0
votes

I am using keras to train my model on ImageNet2012. When I use a batch size of 256 on a single GPU, it can train normally. When I use 6 GPUs, I set the batch size to 1024, I am facing out of memory issues:

My environment:
keras-2.2.4
tensorflow-gpu-1.14.0
python-3.6.8
CUDA-10.1

Code:
Reference from >https://github.com/david8862/keras-YOLOv3-model-set

import os, sys, argparse
import numpy as np
from multiprocessing import cpu_count
from multi_gpu import ParallelModel

import tensorflow.keras.backend as K
from tensorflow.keras.optimizers import Adam, SGD, RMSprop
from tensorflow.keras.preprocessing.image import ImageDataGenerator
from tensorflow.keras.applications.resnet50 import preprocess_input, decode_predictions
from tensorflow.keras.callbacks import TensorBoard, ModelCheckpoint, ReduceLROnPlateau, LearningRateScheduler, TerminateOnNaN
from tensorflow.keras.utils import multi_gpu_model

from yolo3.models.yolo3_nano import NanoNet

os.environ["CUDA_VISIBLE_DEVICES"] = "0,1,2,3,4,5"

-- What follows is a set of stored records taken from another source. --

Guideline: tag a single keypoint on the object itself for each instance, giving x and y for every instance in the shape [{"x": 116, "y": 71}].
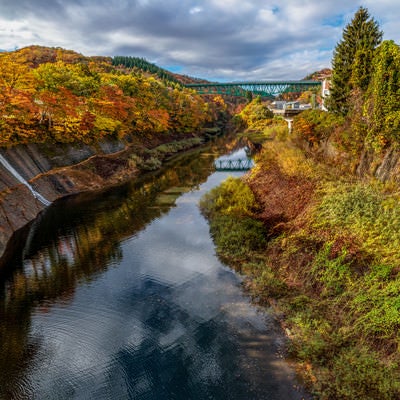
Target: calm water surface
[{"x": 119, "y": 295}]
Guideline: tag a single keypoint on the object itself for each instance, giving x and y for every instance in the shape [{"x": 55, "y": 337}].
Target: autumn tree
[
  {"x": 352, "y": 59},
  {"x": 382, "y": 107}
]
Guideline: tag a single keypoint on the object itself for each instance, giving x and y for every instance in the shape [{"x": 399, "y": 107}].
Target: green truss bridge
[
  {"x": 263, "y": 89},
  {"x": 233, "y": 165}
]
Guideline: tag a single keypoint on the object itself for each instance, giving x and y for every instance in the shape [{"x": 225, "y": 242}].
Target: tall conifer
[{"x": 352, "y": 59}]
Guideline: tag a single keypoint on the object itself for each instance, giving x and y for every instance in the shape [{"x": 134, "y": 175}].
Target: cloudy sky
[{"x": 224, "y": 40}]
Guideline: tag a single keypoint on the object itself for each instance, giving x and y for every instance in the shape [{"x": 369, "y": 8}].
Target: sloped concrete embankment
[{"x": 54, "y": 171}]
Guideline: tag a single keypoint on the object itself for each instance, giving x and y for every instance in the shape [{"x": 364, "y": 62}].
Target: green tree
[{"x": 352, "y": 60}]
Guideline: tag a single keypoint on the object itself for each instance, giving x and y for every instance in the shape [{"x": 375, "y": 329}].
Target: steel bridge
[
  {"x": 263, "y": 89},
  {"x": 233, "y": 165}
]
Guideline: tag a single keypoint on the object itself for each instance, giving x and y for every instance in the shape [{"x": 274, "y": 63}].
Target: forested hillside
[{"x": 57, "y": 95}]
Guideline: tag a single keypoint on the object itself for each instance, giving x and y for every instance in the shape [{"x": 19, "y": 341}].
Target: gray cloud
[{"x": 214, "y": 39}]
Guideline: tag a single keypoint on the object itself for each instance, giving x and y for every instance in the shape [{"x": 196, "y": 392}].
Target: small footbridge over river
[{"x": 234, "y": 165}]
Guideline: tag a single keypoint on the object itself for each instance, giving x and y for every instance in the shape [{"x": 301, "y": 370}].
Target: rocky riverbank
[{"x": 59, "y": 170}]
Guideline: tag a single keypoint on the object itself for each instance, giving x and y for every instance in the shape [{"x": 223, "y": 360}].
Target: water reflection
[{"x": 120, "y": 296}]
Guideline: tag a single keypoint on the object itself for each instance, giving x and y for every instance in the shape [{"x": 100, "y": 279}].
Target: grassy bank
[{"x": 321, "y": 247}]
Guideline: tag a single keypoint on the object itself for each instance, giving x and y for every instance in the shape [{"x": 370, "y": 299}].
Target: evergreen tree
[{"x": 352, "y": 59}]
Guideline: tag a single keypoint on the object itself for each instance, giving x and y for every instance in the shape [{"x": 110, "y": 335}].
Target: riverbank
[
  {"x": 322, "y": 248},
  {"x": 59, "y": 170}
]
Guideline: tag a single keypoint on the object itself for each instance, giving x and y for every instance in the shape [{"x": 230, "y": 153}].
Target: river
[{"x": 119, "y": 295}]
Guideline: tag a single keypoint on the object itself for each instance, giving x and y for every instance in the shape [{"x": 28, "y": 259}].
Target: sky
[{"x": 220, "y": 40}]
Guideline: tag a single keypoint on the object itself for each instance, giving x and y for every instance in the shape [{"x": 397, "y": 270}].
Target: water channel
[{"x": 119, "y": 295}]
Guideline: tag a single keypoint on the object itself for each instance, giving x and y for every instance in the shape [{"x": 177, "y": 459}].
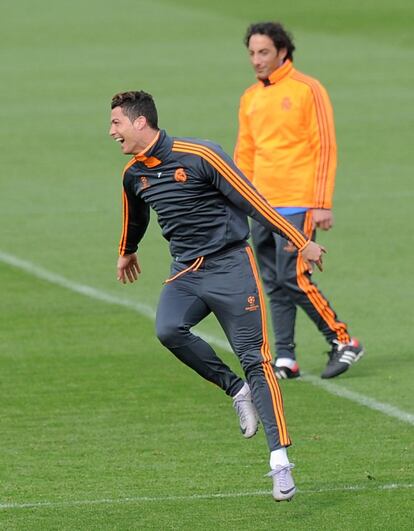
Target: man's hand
[
  {"x": 312, "y": 254},
  {"x": 128, "y": 268},
  {"x": 322, "y": 218}
]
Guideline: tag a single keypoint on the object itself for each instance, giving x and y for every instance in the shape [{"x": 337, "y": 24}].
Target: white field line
[
  {"x": 149, "y": 312},
  {"x": 195, "y": 497}
]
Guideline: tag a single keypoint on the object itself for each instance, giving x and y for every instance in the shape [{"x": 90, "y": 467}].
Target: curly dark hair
[
  {"x": 280, "y": 37},
  {"x": 137, "y": 103}
]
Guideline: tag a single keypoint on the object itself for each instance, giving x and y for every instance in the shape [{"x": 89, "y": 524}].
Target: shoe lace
[
  {"x": 335, "y": 351},
  {"x": 238, "y": 405},
  {"x": 282, "y": 475}
]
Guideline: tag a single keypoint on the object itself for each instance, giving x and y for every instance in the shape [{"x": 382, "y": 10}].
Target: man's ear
[
  {"x": 283, "y": 53},
  {"x": 140, "y": 122}
]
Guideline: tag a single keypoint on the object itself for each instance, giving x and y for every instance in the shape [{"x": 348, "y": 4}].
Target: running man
[{"x": 202, "y": 201}]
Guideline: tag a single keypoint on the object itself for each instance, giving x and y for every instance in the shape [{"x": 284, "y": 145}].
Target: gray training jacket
[{"x": 201, "y": 197}]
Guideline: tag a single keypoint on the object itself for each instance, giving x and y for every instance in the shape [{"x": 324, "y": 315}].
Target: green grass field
[{"x": 101, "y": 428}]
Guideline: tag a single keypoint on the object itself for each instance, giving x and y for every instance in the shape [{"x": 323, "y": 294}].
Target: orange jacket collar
[{"x": 281, "y": 72}]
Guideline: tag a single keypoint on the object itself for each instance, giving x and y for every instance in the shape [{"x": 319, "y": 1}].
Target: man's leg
[
  {"x": 232, "y": 290},
  {"x": 282, "y": 307},
  {"x": 178, "y": 310},
  {"x": 293, "y": 274},
  {"x": 297, "y": 281}
]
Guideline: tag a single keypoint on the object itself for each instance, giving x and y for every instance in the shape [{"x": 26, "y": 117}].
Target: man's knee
[{"x": 170, "y": 334}]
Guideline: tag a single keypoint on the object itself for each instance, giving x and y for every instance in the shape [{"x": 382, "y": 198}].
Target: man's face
[
  {"x": 264, "y": 57},
  {"x": 125, "y": 132}
]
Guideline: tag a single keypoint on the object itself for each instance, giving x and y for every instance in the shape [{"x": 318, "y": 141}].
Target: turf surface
[{"x": 101, "y": 427}]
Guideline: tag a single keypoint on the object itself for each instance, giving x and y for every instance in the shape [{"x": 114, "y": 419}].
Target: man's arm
[
  {"x": 244, "y": 150},
  {"x": 228, "y": 178},
  {"x": 128, "y": 268},
  {"x": 321, "y": 129},
  {"x": 136, "y": 217}
]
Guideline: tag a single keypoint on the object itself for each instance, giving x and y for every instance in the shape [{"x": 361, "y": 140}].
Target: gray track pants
[
  {"x": 288, "y": 284},
  {"x": 228, "y": 286}
]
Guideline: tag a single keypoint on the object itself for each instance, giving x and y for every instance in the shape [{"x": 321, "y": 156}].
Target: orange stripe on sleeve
[
  {"x": 243, "y": 188},
  {"x": 314, "y": 295},
  {"x": 125, "y": 214}
]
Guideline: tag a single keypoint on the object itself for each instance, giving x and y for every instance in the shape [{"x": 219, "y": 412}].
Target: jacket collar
[
  {"x": 156, "y": 151},
  {"x": 279, "y": 74}
]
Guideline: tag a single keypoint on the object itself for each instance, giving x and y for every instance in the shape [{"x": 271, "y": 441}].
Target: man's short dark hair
[
  {"x": 137, "y": 103},
  {"x": 280, "y": 37}
]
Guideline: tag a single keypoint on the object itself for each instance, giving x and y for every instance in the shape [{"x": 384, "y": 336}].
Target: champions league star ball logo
[
  {"x": 251, "y": 304},
  {"x": 180, "y": 176}
]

def get_model(model_type):
   if model_type == 'nanonet':
        with tf.device('/cpu:0'):
            model = NanoNet(input_shape=(224, 224, 3), weights=None)
   else:
        raise ValueError('Unsupported model type')
   return model

def main(args):
    log_dir = args.log_dir#'logs/'
    # prepare model
    model = get_model("nanonet")    
    # support multi-gpu training
    paralleled_model = multi_gpu_model(model, gpus=6)

    if args.weights_path:
        paralleled_model.load_weights(args.weights_path)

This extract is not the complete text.